Okay Now i understand you ploy.I am not going to engage a debate over who has more head knowledge. AS for theories I lied when I said i don't study them. I wanted to pick your brain and understand your reasoning. Now I know. If you feel you have alot of knowledge and can really teach someone something then by all means share your knowledge of what you may know. But as for Kidney Breathing Returns chi to source. If you want principles and theory I can start a thread for that. I know it will be a boring thread just me an you talking about theories. But thats cool if you want to do that. Theories are great. But in the heat of the fight you may have adapt and break rules an disregard certain theories to for self preservation. As for the Link its proof that Wing Chun also practices Chi Kung or Hei Gung. What ever you wanna call it..

_Sun hei gwai yuen_ means Kidney breating returns Chi to the source.
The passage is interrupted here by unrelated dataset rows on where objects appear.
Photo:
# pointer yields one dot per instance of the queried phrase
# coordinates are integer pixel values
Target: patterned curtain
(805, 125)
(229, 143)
The word Sun means Kidneys
Hei means Chi
Gwai yuen means returning to the source

Return to source means to revitalize invigorate or rejuvenate.
As for reverse breathe and natural breathe etc etc. We can debate that all day long. With no real outcome. 

In short Wing Chun has Wing Chun Sets?

Do you agree?

As for the kidneys please share why it is so important to maintain Kidney health? Also please share how it connects with the Libido? 


Please share the Martial Benefits of Kidney Breathing?





JadecloudAlchemist said:


> Now I have a better understanding of what you are trying to say.
> 
> Kidney breathing is an advance set. I find alot of Qigong teachers teach things like it without having their students knowing how to relax,regulate the mind,and feel the area first.
> 
> I have seen different Marrow cleansing/washing exercises on the market.
> It also is an advance form because how difficult it is to sense the Marrow among other theories involved. If you know the theories and principles you will be able to understand Qigong better than someone who just does the exercises.


----------



## JadecloudAlchemist

> Okay Now i understand you ploy.I am not going to engage a debate over who has more head knowledge.


 
I never was trying to engage in a debate. I was trying to have a better understanding of what you were saying by the link.

You then spoke about what your teacher said about "Aggressive Qi"

Which I do not find to be true.

You then go on speaking about Kidney breathing and Marrow cleansing which would be considered at least by my standards advance forms.




> AS for theories I lied when I said i don't study them. I wanted to pick your brain and understand your reasoning. Now I know. If you feel you have alot of knowledge and can really teach someone something then by all means share your knowledge of what you may know.


 
One of the main reasons why I try to hold back from discussing Qigong online and even when teaching in person.



> If you want principles and theory I can start a thread for that. I know it will be a boring thread just me an you talking about theories. But thats cool if you want to do that. Theories are great. But in the heat of the fight you may have adapt and break rules an disregard certain theories to for self preservation.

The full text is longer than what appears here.